Thinking about going there on Monday to see what it looks like.. is it worth it to try for some fish?


----------



## panhandleslim (Jan 11, 2013)

Red, Go back and read the previous posts. Not much good until late September till late Oct


----------



## Redneckracoon (Jun 8, 2011)

Thanks to all


----------



## PierGoogan (Jul 9, 2014)

panhandleslim said:


> Red, Go back and read the previous posts. Not much good until late September till late Oct


is the picture i posted above what y'all are talking about? I would've never guessed you catch anything there.


----------



## Redneckracoon (Jun 8, 2011)

Pier googan I'm pretty sure that's it


----------



## fishmagician (Jun 4, 2014)

When I lived in Navarre Beach in '95 and while in P'Cola I'd walk down there to see what was going on. I was surprised at how many big Kings and Spanish were caught there. Try it, follow the instructions the guys above have given you and you should do well, also read the article that opens this forum...good detailed goodies there.


----------



## Caddy Yakker (May 21, 2011)

Yeah thats it. There usually are no boats parked there. I used to fish there all the time in the fall before I started kayak fishing out there.

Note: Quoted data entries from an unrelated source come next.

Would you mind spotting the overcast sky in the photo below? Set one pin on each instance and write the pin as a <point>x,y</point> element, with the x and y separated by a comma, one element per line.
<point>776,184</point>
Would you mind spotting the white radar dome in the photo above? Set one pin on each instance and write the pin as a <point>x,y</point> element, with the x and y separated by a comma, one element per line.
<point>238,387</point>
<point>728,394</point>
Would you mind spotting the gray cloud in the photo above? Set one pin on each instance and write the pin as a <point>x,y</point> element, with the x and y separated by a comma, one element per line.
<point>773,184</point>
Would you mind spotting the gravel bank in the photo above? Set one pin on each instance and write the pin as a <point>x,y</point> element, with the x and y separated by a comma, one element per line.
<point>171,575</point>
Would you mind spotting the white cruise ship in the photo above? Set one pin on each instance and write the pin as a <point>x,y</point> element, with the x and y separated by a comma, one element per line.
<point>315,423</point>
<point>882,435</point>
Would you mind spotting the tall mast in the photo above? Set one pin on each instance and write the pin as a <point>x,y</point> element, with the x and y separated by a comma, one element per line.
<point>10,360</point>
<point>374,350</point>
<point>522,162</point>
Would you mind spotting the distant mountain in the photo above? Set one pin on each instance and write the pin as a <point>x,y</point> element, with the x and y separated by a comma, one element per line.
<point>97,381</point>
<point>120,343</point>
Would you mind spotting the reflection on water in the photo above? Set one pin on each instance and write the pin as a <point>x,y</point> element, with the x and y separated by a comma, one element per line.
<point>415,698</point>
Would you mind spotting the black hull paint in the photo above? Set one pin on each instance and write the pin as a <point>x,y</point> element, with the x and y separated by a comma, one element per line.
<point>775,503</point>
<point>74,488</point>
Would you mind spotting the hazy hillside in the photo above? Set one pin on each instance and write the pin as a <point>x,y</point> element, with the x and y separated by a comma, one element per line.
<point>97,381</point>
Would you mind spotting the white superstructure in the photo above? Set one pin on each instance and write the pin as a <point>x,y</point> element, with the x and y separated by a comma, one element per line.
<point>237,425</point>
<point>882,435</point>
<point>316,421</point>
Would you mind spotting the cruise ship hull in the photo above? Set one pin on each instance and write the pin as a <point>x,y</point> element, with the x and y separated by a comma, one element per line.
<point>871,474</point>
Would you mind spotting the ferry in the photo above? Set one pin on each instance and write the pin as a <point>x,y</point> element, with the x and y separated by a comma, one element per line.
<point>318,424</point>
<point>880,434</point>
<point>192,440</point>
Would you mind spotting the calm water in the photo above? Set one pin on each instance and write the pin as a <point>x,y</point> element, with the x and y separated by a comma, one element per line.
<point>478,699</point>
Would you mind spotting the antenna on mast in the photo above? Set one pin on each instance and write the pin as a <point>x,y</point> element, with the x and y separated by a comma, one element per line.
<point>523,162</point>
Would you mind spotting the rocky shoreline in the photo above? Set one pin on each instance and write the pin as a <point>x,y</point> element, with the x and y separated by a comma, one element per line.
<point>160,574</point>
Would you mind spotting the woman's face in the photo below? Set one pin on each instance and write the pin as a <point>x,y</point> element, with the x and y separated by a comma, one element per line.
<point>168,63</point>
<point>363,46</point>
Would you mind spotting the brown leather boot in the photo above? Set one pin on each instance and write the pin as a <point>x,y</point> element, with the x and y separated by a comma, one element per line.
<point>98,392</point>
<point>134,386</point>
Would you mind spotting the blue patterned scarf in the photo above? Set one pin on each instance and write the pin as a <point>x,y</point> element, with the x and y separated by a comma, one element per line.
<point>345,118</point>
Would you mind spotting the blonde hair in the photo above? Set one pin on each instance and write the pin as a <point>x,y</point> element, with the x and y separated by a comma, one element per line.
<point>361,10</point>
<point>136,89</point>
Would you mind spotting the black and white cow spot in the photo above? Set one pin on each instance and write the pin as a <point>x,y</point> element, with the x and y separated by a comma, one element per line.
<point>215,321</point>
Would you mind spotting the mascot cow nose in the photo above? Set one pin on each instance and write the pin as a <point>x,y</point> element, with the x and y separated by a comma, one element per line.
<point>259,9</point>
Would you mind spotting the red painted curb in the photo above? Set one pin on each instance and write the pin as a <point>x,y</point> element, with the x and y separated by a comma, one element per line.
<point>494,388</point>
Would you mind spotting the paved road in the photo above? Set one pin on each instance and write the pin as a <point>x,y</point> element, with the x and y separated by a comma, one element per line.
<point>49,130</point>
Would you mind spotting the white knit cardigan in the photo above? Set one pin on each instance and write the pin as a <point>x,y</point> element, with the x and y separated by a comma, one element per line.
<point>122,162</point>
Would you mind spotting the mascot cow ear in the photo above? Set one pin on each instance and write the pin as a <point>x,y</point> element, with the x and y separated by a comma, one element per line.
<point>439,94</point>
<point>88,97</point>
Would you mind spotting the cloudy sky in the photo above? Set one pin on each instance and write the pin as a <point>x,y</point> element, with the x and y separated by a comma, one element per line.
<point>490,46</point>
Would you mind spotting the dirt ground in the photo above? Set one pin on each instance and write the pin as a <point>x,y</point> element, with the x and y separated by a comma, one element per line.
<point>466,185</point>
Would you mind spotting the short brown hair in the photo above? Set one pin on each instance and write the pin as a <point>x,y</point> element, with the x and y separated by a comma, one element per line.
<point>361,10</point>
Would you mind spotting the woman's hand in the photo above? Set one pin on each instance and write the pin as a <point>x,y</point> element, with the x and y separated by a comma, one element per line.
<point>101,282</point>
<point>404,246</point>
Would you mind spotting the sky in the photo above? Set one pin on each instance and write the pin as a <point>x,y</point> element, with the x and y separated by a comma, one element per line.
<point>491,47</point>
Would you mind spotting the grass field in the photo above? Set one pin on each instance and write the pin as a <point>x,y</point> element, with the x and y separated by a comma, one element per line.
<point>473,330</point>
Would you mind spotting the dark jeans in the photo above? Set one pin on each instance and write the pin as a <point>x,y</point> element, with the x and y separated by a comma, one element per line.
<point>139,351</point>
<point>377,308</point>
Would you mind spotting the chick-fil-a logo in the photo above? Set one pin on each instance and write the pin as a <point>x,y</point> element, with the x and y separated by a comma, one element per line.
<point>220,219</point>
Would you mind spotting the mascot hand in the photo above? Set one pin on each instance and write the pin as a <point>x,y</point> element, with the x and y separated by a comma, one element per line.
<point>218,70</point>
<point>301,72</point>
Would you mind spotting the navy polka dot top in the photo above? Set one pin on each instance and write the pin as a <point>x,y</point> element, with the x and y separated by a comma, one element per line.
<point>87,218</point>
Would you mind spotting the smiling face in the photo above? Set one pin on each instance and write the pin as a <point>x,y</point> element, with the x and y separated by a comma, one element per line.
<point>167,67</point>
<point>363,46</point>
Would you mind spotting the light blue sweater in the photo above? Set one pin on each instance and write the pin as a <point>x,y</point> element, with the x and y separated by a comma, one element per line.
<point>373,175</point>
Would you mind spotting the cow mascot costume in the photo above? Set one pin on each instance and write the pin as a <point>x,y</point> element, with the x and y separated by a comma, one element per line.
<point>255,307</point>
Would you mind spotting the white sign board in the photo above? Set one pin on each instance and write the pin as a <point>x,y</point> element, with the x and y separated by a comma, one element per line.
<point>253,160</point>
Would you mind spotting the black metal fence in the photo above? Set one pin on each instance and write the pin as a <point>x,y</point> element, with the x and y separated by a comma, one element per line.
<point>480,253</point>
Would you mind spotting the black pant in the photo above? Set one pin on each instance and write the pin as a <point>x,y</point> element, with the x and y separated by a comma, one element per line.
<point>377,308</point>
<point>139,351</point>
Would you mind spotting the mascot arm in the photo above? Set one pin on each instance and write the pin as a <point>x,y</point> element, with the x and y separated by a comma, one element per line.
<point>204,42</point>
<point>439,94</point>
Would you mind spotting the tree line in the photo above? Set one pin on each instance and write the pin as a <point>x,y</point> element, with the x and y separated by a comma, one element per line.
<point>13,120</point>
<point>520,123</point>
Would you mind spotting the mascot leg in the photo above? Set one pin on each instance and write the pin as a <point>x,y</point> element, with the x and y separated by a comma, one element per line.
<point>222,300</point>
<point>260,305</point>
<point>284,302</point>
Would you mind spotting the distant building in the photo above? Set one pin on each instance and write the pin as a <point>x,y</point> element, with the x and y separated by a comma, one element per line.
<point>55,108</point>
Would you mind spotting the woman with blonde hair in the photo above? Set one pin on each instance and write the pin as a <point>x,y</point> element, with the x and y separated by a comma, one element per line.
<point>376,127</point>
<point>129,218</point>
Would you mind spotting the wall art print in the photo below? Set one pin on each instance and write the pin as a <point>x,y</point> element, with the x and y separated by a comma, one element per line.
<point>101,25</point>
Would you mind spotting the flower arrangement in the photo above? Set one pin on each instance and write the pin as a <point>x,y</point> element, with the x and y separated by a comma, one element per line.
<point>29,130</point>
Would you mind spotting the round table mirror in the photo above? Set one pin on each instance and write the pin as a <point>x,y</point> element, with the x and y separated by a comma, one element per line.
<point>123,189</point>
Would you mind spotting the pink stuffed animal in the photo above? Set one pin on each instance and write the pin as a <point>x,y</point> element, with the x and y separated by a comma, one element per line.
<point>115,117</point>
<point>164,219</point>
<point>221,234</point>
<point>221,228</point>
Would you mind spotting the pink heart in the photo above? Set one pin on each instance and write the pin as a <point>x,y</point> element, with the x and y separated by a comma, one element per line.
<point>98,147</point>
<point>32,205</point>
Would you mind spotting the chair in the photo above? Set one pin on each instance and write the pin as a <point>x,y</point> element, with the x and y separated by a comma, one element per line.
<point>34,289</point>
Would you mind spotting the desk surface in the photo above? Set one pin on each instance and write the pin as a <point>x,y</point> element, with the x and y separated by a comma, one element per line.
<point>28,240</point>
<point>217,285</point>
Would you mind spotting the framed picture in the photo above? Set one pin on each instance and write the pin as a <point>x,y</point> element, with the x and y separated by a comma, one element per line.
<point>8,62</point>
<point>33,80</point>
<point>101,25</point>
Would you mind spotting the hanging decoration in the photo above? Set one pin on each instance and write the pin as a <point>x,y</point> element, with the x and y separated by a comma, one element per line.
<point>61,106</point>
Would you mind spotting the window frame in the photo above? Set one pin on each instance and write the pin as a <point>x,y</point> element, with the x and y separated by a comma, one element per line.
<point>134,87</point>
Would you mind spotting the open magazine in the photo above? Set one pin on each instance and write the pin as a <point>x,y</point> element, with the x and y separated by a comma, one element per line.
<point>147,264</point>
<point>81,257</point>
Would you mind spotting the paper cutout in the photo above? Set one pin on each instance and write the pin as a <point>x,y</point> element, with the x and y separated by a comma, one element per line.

Most people net up some big live menhaden and put them in a live well in the back of a truck and bring them out there and float them out under a balloon. Don't go out there with braided line the regulars will hate because it won't sit in the water the same as mono and can cut their mono if the is a tangle in a heart beat.

Another option is to go out there at night and catch ribbon fish. Just do what the asians are doing and you will catch them most of the time. Then at daylight put 3 or four treble hooks in that ribbon fish and throw it out under a cork. It does not have to be far because they often hit 5 ft from the pier.

Good luck! I have seen some BIG kings hit the deck out there.


----------